Please note that this pertains to South African Labour Relations and Best Practice requirements.
Following on from last week – the decision on the part of the Arbitrator or Commissioner is particularly unfair and in this instance it is incumbent upon the ‘wronged’ party (be it the employer or the employee) to challenge the decision via a review at the Labour Court.
What does this mean?
Well for starters the challenge can be made on the grounds that the Arbitrator took a bribe, or was biased, or that there was important information or evidence that was ignored or that he/she failed to arrive at a reasonable or proper award. You see the CCMA Arbitrator has to ‘weigh up’ and consider all the evidence, both oral and documentary, prior to embarking upon the process of making factual findings.
• The Arbitrator’s judgement cannot about his/her own opinion, but rather the judgement has to be based on the facts presented.
• The decision must be made by following reason and not based on fantasy, guesswork, ‘hallucination’ or speculation of any kind.
• The Arbitrator must have applied his/her mind seriously to the issues at hand and not treat them or the charges as some sort of joke.
• The Arbitrator is required to justify his/her findings in a defensible and logical manner. He/she must be able to give solid reasons for the decision that he/she has come to and why.
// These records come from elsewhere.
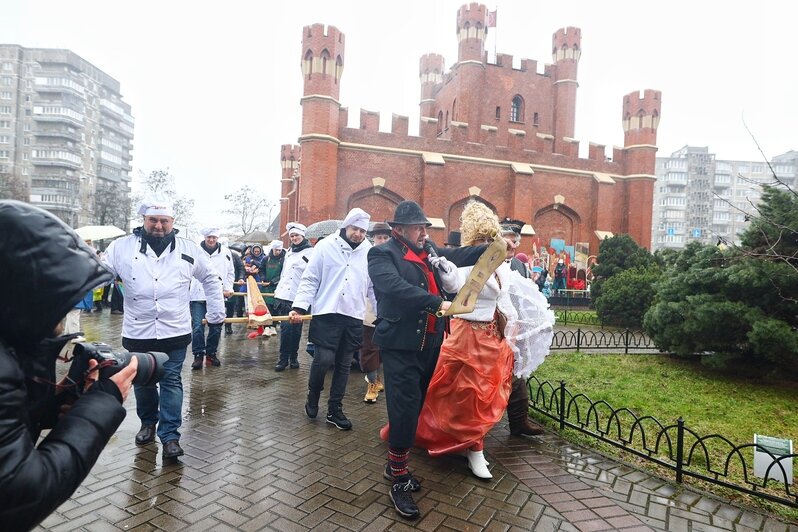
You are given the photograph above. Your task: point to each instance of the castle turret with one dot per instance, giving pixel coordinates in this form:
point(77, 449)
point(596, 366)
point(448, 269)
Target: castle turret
point(430, 72)
point(471, 32)
point(322, 67)
point(289, 183)
point(640, 121)
point(565, 53)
• The decisions must comply with the law
• The decisions must be rational
Now here’s the kicker – the Arbitrator’s reasons for giving all of these decisions must be given at the time that he/she renders the decision, otherwise it can be assumed that he/she did not actually have a good reason for making the decision that was made.
The bottom line is that the both parties have the right to know why or how the Arbitrator came to his/her decision against them so that they can decide whether or not and how to challenge the decision that has been reached.
This is one of the controls that have been put into place to try and ensure that Arbitrators don’t make ‘faulty’ decisions. The thinking is that if the Arbitrator has to explain his/her actions he/she will be less likely to ignore or misrepresent the facts and evidence that was put before them and ensure that a fair decision is reached.
So the Arbitrator has to have considered all the serious objections and all the alternatives to the decision that they have made. They have to provide a rational connection between the facts that were presented and their ruling.
This also places a requirement on employers and that is that they too must have good reason when acting against employees and they too must be able to provide these reasons clearly and comprehensively to the Arbitrator.
For the employer, this means having all their ducks in a row, facts and evidence readily and professionally at hand and good presentation skills. Emotion does not play any part here – simply state the facts and back them up with the evidence, witnesses and whatever else that you have at hand. This will show the Arbitrator that you have followed the procedures correctly and your reasoning for instituting disciplinary measures and he/she, will in all probability will have to follow the your line of reasoning.
In this way, you as the employer help the arbitrator find in your favour.
Of course, this does mean that the employer has to ensure that all management decisions are made unemotionally and in line with the law and that all the requirements in terms of policies and procedures have been met.
As always, if you are in any kind of doubt, don’t try and do this by yourself, rather get professional help.